Resolvieron sus amigas llamarla Lali. No les divertía ponerse a
conjugar diminutivos con un nombre tan poco apropiado para ellos. En
torno a la mesa, con la elegancia del buen beber de las señoras,
socarronas y a la vez pulcras, como mucho, si acaso, "una segunda copita
sí me echo". En seguida, los corrillos de señoras en torno a la mesa
llena de copas se van ampliando hasta pasar de un sencillo gesto de
chismorreo entre dos cómplices mientras resuenan sutiles los choques
de las pulseras, a un asunto de estado, digno de ser solucionado en
asamblea con las mejores y mayores galas de "otra copita". En las
reuniones de más de una persona siempre se termina hablando de otra, que
normalmente está ausente, bien para siempre, lo que da a la reunión un
tono a veces lánguido y receloso, o bien por un instante, porque se le
espera, porque se le espera ya demasiado, o porque se ha permitido ir a
excusarse.
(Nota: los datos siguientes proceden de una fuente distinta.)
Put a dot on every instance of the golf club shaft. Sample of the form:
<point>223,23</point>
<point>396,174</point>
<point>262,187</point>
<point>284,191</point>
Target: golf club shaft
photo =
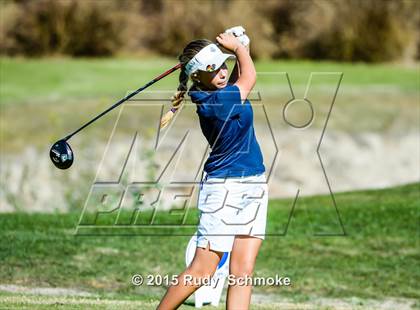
<point>125,99</point>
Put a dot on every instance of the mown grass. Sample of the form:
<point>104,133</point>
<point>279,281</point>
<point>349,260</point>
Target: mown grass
<point>60,94</point>
<point>50,79</point>
<point>377,257</point>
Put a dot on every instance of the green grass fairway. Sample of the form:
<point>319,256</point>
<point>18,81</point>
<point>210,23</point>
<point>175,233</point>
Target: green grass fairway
<point>51,79</point>
<point>378,259</point>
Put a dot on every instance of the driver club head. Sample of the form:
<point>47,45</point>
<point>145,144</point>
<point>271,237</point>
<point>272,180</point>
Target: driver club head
<point>61,154</point>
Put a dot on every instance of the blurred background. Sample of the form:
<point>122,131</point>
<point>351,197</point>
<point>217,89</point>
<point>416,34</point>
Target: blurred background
<point>62,62</point>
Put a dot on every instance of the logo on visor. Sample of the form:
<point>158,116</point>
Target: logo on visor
<point>210,68</point>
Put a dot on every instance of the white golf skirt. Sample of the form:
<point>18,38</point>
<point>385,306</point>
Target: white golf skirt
<point>230,207</point>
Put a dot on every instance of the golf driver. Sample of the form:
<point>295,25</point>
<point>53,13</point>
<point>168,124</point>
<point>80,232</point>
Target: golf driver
<point>61,153</point>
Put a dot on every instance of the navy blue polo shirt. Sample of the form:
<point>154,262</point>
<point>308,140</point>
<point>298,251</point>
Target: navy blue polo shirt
<point>228,127</point>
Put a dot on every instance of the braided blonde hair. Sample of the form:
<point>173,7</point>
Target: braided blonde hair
<point>177,99</point>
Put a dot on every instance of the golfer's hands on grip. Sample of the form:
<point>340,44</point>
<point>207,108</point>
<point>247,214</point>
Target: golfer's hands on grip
<point>228,41</point>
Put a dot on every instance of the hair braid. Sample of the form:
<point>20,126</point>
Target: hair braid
<point>177,99</point>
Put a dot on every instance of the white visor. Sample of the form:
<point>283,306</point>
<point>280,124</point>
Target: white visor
<point>209,59</point>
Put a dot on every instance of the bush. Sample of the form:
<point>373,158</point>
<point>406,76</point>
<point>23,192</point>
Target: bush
<point>65,27</point>
<point>356,30</point>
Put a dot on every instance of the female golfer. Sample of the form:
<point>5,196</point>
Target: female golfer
<point>233,194</point>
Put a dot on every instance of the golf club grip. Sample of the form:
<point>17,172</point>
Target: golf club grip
<point>125,99</point>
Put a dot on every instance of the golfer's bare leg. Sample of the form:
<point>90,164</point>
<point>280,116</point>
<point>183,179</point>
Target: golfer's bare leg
<point>242,261</point>
<point>203,265</point>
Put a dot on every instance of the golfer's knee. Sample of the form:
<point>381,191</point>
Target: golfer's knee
<point>242,269</point>
<point>200,271</point>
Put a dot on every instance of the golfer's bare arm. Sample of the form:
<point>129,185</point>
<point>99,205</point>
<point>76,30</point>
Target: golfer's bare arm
<point>248,75</point>
<point>236,72</point>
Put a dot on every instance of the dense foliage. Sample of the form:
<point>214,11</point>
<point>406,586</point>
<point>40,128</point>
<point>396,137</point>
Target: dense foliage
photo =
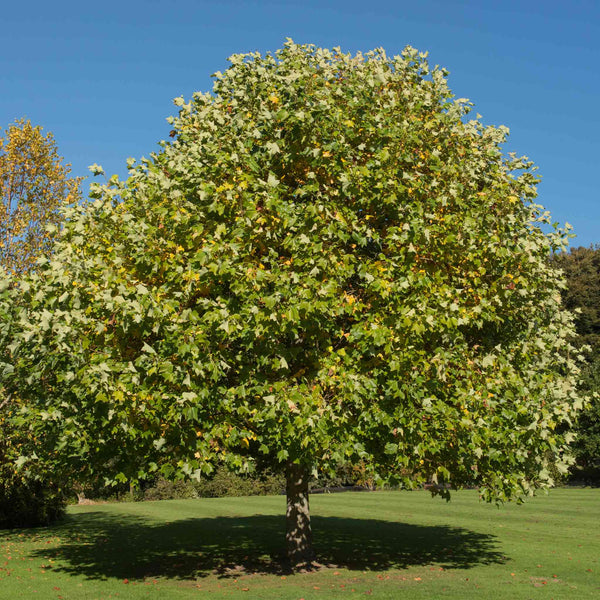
<point>34,184</point>
<point>582,294</point>
<point>327,264</point>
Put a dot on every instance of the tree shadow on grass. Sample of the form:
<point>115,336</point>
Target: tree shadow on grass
<point>99,546</point>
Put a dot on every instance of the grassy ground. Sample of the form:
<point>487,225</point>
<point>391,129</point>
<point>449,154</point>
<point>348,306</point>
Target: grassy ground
<point>381,545</point>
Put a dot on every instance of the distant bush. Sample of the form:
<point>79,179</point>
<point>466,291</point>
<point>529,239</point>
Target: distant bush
<point>28,502</point>
<point>222,483</point>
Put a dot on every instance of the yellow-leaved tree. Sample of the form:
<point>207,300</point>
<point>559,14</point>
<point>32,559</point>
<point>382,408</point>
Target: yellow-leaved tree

Éstas últimas son las más excitantes, porque requieren de un
juego sutil de guiños y plisados de falda, o de nueva resonancia de
abalorios, toses repentinas y otros ademanes arcanos antes de que el
ausente instantáneo regrese de su excusa. Fue en ese contexto, en
aquella noche fresca, sobre la mesa, apartada la terecera ronda vacía,
cuando las señoras, por unanimidad, decidieron llamarla Lali.
Se levantó un acta oral por parte de la señora que se hizo con la voz
moderadora de aquella reunión. Y sentenció: "¡A Libertad, la vamos a
llamar Lali, por que es "La Libertad"!, y mostró una servilleta en la
que aparecía escrito el anagrama como fórmula sacrosanta
La LIBERTAD -- LALIBERTAD -- LALI (y BERTAD, tachado).